Tofacitinib, an Oral Janus Kinase Inhibitor: Pooled Efficacy and Safety Analyses in an Australian Rheumatoid Arthritis Population

Stephen Hall, Peter Nash, Maureen Rischmueller, David Bossingham, Paul Bird, Nicola Cook, David Witcombe, Koshika Soma, Kenneth Kwok, Krishan Thirunavukkarasu, Stephen Hall, Peter Nash, Maureen Rischmueller, David Bossingham, Paul Bird, Nicola Cook, David Witcombe, Koshika Soma, Kenneth Kwok, Krishan Thirunavukkarasu

Abstract

Introduction: In Australia, there is an unmet need for improved treatments for rheumatoid arthritis (RA). Tofacitinib is an oral Janus kinase inhibitor for the treatment of RA. To provide an overview of key study outcomes for tofacitinib in Australian patients, we analyzed the efficacy and safety of tofacitinib in the Australian subpopulation of global RA phase III and long-term extension (LTE) studies.

Methods: Data were pooled from the Australian subpopulation of four phase III studies and one LTE study (database not locked at cut-off date: January 2016). Patients in the phase III studies received tofacitinib 5 or 10 mg twice daily (BID), placebo (advancing to tofacitinib at months 3 or 6), or adalimumab, with background methotrexate or conventional synthetic disease-modifying antirheumatic drugs. Patients in the LTE study received tofacitinib 5 or 10 mg BID. Efficacy endpoints were American College of Rheumatology (ACR) 20/50/70 response rates, and change from baseline in the Disease Activity Score in 28 joints, erythrocyte sedimentation rate [DAS28-4(ESR)] and Health Assessment Questionnaire-Disability Index (HAQ-DI) scores. Safety endpoints included incidence of adverse events (AEs), serious AEs, and discontinuations due to AEs. AEs of special interest and laboratory parameters were analyzed in the LTE study.

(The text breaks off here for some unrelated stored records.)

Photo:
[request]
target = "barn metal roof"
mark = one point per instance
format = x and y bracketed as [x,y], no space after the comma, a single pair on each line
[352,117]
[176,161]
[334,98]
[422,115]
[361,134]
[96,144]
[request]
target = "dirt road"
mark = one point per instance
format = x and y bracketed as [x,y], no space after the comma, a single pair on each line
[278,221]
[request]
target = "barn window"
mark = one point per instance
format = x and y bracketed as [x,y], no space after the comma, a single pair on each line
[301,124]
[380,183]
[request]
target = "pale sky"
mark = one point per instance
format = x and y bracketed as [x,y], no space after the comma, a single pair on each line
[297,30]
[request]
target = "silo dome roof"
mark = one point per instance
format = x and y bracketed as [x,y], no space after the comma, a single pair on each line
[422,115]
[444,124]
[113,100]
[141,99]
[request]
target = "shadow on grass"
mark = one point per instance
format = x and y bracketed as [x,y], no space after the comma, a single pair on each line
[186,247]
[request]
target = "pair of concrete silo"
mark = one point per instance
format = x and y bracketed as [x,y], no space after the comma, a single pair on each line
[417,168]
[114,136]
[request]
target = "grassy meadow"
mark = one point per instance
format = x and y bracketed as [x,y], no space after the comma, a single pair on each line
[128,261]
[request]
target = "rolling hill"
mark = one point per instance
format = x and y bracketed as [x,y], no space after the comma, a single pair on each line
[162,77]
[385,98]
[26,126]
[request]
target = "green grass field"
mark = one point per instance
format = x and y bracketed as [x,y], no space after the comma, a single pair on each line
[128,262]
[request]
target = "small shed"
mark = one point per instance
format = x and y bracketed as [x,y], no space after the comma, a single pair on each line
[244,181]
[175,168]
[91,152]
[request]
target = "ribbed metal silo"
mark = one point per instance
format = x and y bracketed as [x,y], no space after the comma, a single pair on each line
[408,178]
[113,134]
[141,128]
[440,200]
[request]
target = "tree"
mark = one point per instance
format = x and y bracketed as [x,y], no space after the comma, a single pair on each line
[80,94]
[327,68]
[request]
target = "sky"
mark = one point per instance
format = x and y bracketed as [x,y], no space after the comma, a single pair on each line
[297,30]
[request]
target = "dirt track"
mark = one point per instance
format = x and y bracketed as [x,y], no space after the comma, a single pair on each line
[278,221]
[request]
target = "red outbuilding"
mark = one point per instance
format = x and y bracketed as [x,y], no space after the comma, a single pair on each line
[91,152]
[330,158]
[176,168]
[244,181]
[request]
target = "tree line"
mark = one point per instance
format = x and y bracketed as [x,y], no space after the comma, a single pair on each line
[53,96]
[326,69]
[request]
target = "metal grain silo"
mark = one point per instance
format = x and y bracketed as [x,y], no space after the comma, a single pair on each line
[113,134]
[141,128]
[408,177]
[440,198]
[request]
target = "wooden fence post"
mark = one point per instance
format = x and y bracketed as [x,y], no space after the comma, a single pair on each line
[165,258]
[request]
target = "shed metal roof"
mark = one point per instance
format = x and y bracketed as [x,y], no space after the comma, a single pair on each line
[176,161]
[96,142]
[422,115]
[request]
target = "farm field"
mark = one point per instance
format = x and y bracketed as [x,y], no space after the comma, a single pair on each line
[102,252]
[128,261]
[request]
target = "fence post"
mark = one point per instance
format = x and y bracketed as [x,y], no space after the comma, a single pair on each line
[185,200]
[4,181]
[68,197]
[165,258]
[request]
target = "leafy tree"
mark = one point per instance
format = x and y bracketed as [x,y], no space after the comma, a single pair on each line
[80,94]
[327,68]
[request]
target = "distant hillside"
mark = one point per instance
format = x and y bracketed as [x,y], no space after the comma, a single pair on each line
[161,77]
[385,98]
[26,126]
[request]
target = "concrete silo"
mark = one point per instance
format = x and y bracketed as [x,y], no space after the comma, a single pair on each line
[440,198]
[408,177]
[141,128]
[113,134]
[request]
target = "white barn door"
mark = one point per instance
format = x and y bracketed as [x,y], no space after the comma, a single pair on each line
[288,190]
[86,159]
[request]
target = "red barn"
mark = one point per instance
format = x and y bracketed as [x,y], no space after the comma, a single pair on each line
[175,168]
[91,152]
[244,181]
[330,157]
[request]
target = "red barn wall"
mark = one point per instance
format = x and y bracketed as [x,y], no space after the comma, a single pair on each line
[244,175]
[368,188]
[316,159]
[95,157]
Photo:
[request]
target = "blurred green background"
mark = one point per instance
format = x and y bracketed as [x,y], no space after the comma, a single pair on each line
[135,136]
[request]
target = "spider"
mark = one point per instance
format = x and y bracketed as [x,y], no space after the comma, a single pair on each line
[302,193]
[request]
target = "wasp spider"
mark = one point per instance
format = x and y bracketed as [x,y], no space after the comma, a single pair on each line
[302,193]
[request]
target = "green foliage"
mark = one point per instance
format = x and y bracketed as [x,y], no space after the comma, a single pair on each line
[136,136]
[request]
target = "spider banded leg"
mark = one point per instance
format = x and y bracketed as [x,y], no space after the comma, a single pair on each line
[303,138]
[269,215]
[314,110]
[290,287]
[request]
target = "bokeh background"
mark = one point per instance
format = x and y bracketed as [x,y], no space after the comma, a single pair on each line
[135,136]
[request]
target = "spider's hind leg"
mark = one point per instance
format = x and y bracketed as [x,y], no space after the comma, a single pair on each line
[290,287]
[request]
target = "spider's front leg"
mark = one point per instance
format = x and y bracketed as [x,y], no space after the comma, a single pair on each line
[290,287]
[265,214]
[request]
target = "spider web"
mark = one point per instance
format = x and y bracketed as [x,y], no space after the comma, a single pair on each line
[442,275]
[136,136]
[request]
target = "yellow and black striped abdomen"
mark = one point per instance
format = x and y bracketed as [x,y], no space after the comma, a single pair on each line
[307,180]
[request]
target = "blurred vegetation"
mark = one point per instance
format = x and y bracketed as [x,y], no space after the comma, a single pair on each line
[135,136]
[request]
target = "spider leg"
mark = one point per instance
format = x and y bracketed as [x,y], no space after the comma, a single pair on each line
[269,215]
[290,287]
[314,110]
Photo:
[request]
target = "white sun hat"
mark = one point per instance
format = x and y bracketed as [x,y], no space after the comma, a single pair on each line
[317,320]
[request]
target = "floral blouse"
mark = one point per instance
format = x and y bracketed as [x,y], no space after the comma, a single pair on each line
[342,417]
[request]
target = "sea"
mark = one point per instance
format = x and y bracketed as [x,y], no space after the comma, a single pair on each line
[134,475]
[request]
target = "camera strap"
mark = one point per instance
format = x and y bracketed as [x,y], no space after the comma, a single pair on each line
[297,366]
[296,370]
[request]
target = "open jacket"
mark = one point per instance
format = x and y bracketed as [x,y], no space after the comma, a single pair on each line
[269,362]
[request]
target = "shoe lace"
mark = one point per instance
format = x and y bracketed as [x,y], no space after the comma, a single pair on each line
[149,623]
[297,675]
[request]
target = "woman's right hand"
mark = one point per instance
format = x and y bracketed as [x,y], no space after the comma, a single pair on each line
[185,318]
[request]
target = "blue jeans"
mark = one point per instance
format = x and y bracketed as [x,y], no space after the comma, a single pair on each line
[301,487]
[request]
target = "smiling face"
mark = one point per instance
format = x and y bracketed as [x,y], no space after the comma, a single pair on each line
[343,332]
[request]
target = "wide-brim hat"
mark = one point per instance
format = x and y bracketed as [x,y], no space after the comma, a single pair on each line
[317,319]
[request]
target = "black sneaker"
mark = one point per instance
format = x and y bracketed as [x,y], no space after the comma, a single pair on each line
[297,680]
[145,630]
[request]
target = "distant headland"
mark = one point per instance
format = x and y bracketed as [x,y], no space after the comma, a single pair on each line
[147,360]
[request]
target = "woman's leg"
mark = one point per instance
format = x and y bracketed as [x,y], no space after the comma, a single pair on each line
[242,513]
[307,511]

Results: Across phase III studies (N = 100), ACR response rates and improvements in DAS28-4(ESR) and HAQ-DI scores were numerically greater with tofacitinib vs. placebo at month 3, and increased until month 12. The results were sustained in the LTE study (N = 99) after 60 months' observation. In general, the efficacy and safety profiles of tofacitinib were similar to those of the global RA population.

Conclusions: In Australian patients with RA, tofacitinib therapy demonstrated sustained efficacy and consistent safety over ≥ 60 months' treatment.

Funding: Pfizer Inc. TRIAL REGISTRATION NUMBERS (ALL CLINICALTRIALS.GOV): NCT00960440; NCT00847613; NCT00856544; NCT00853385; NCT00413699.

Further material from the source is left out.